Gotta buy groceries, put gas in the car, feed that boy...all that happy horseshit. 

After his layoff, he worked for a while doing healthcare record audits, so they sent him all over the place. The only problem with that job was he had to buy all of his tickets, hotel, everything on his own dime and then get reimbursed. Doug would get his reimbursement for the trip, book the next trip with the card, we'd keep the money it in the Checking account for groceries and all that, and pay the minimum due on the credit card. Because the Credit card was the only thing hotels or rental cars would accept, he couldn't use the bank card we'd been using which was attached to our checking account. 

Things were balance and equilibrium, steady on, and then Doug got his job that he has now. Finances started to get better. We'd have 5-7k in the bank at a stretch. Hell yeah. We bought a car with cash, (not a lot -3k) because Doug refuses to get a car loan anywhere. "No bank is going to make a penny of interest off of me" says the man who got financially ruined by A Certain Bank. 

And I have to agree. 

We'd go to Massachusetts or New York. We would comfortably order dinner and not worry. Guster Tickets and the like. And I was happy with 5k in the bank, but realizing if he got laid off again, or if I got laid off, we'd start the cycle all over. 

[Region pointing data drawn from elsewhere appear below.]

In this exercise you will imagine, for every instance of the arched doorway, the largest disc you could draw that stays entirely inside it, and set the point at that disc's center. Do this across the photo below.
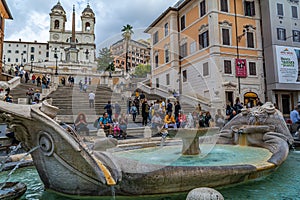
(250, 99)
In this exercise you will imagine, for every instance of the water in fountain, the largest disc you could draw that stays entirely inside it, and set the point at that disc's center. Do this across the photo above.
(278, 185)
(163, 138)
(17, 166)
(13, 151)
(113, 192)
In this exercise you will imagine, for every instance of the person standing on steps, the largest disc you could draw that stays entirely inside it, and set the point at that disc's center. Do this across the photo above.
(133, 112)
(92, 99)
(145, 112)
(108, 109)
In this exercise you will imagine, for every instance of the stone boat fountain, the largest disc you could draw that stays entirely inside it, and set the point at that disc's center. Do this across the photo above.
(66, 165)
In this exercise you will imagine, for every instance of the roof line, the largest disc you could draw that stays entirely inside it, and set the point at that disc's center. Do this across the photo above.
(181, 5)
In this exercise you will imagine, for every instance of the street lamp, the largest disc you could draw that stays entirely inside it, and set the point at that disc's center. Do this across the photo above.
(56, 57)
(31, 71)
(22, 59)
(110, 69)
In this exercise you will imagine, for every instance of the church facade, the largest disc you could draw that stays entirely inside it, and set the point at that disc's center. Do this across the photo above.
(70, 45)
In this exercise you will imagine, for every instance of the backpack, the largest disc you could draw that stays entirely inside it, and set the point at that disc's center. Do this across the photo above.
(96, 122)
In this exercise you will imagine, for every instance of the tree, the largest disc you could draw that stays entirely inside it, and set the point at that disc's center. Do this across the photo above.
(105, 60)
(141, 70)
(127, 33)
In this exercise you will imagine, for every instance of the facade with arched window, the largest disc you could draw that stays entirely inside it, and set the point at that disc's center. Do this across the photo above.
(4, 14)
(210, 50)
(60, 38)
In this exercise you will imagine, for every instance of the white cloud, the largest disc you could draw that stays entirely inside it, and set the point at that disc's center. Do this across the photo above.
(31, 17)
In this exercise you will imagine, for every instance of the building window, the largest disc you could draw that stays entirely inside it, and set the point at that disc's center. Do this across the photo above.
(155, 37)
(183, 50)
(184, 76)
(166, 29)
(294, 12)
(249, 8)
(202, 8)
(205, 69)
(168, 79)
(182, 22)
(156, 60)
(224, 5)
(252, 68)
(227, 67)
(250, 40)
(281, 34)
(193, 47)
(279, 9)
(203, 40)
(56, 24)
(296, 36)
(225, 36)
(87, 26)
(157, 82)
(167, 56)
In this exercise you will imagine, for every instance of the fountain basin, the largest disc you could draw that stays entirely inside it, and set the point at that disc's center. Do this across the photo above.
(190, 138)
(157, 171)
(12, 190)
(65, 164)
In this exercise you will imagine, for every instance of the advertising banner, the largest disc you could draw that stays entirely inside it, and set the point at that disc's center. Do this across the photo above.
(288, 60)
(241, 68)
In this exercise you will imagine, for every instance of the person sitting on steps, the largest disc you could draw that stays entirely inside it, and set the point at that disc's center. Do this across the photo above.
(104, 123)
(170, 121)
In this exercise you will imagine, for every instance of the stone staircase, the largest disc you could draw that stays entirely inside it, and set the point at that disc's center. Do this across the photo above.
(19, 92)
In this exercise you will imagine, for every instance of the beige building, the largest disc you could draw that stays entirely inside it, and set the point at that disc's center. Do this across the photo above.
(138, 53)
(210, 49)
(60, 39)
(4, 14)
(21, 52)
(281, 33)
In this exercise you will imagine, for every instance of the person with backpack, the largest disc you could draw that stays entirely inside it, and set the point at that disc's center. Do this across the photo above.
(230, 112)
(238, 106)
(108, 108)
(105, 123)
(133, 111)
(117, 110)
(145, 112)
(8, 98)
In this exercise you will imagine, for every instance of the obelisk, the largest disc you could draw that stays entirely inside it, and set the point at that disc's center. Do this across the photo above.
(72, 52)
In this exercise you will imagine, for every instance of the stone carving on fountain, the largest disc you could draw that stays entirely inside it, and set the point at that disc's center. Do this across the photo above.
(261, 126)
(63, 160)
(66, 165)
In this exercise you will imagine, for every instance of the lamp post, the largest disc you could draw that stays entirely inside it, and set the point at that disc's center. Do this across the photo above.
(31, 71)
(56, 57)
(110, 69)
(22, 59)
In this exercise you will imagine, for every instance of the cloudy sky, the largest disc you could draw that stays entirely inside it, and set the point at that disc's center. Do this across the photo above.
(31, 17)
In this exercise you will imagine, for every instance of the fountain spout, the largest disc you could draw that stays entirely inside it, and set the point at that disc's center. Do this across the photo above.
(108, 177)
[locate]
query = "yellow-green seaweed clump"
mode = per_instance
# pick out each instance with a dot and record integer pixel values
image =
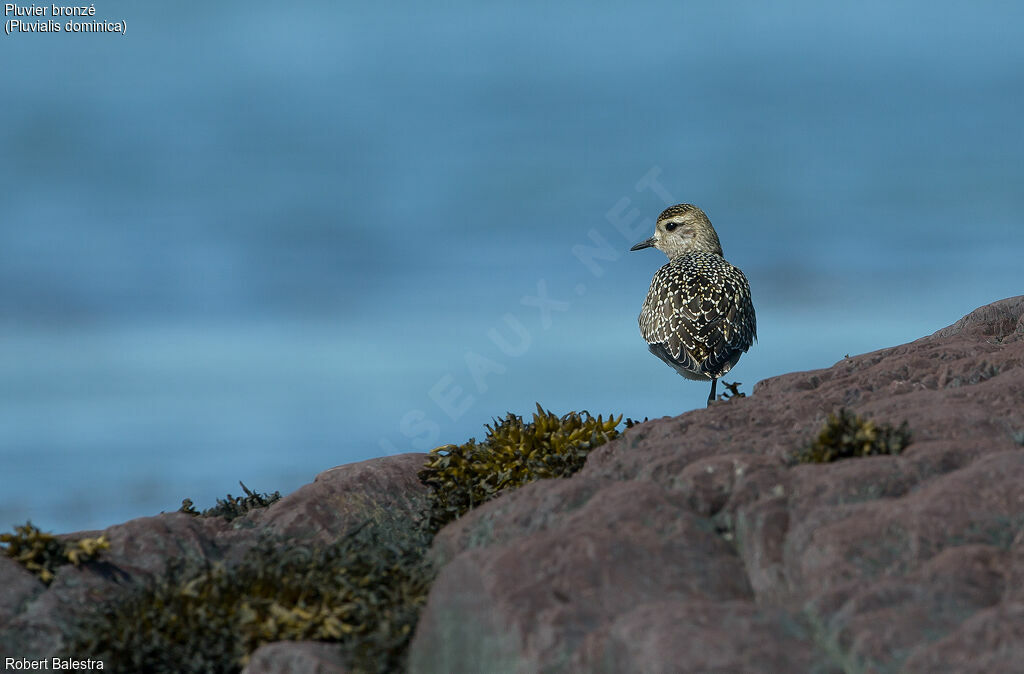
(847, 435)
(364, 593)
(514, 453)
(42, 553)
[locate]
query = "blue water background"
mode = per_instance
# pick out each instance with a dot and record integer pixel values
(246, 241)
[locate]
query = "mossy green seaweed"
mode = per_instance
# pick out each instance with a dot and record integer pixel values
(363, 592)
(846, 435)
(514, 453)
(231, 506)
(42, 553)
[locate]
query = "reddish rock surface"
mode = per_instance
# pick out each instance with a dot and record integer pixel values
(689, 544)
(296, 658)
(35, 619)
(693, 543)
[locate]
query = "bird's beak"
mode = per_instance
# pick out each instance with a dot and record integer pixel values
(644, 244)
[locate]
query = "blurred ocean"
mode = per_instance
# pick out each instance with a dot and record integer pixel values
(254, 242)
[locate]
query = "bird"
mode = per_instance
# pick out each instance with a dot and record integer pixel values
(698, 314)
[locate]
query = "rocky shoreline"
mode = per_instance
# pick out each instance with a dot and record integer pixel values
(691, 543)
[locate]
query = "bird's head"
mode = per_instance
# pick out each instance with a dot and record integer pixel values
(683, 228)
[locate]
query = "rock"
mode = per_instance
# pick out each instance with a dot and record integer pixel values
(296, 658)
(35, 620)
(694, 544)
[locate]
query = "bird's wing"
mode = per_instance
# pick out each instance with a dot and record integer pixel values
(700, 316)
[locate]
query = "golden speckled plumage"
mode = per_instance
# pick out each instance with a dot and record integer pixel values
(698, 317)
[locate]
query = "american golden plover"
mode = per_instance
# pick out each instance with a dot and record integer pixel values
(698, 317)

Then the pandemic came to visit. With no travel, no fun, since December 2019 really, we've just been pulling down money. And we have been a lot healthier financially.

I have been throwing 800 bucks a month at that one credit card (minimum payment expected? 350.00.... ) this last year. We are back down to about 8,000 bucks, and today while I was looking at the account and setting up the online payment, I said "why the hell should I take 10 months plus probably another month with the (relatively small) interest charges to finish paying this off? I should just do it." 

I pointed this out to Doug and he agreed. Just do it. 

It felt wild to do, but, I paid it off almost in full. The system wouldn't let me pay 100% of the balance because math and computers and weekends and stuff. The payment will go through probably Monday, and then I can then pay it off in full the following day. 

And for the first time since about 1987 when I got my first credit card through BayBank in college (and I bought a scarf and an , I will have no credit card debt at all. Read that again. None. Zilch. Nada. Zero. Done. 

That 800 a month I've been throwing there I can shift into a savings account. I can just let it all pile up like Daffy Duck and I can scream I'm rich! I'm comfortably well off! 



I'll be reaching out to my local bank to set up that savings account next week. 

It's a nice feeling to not have to think about this like I have had to for so long.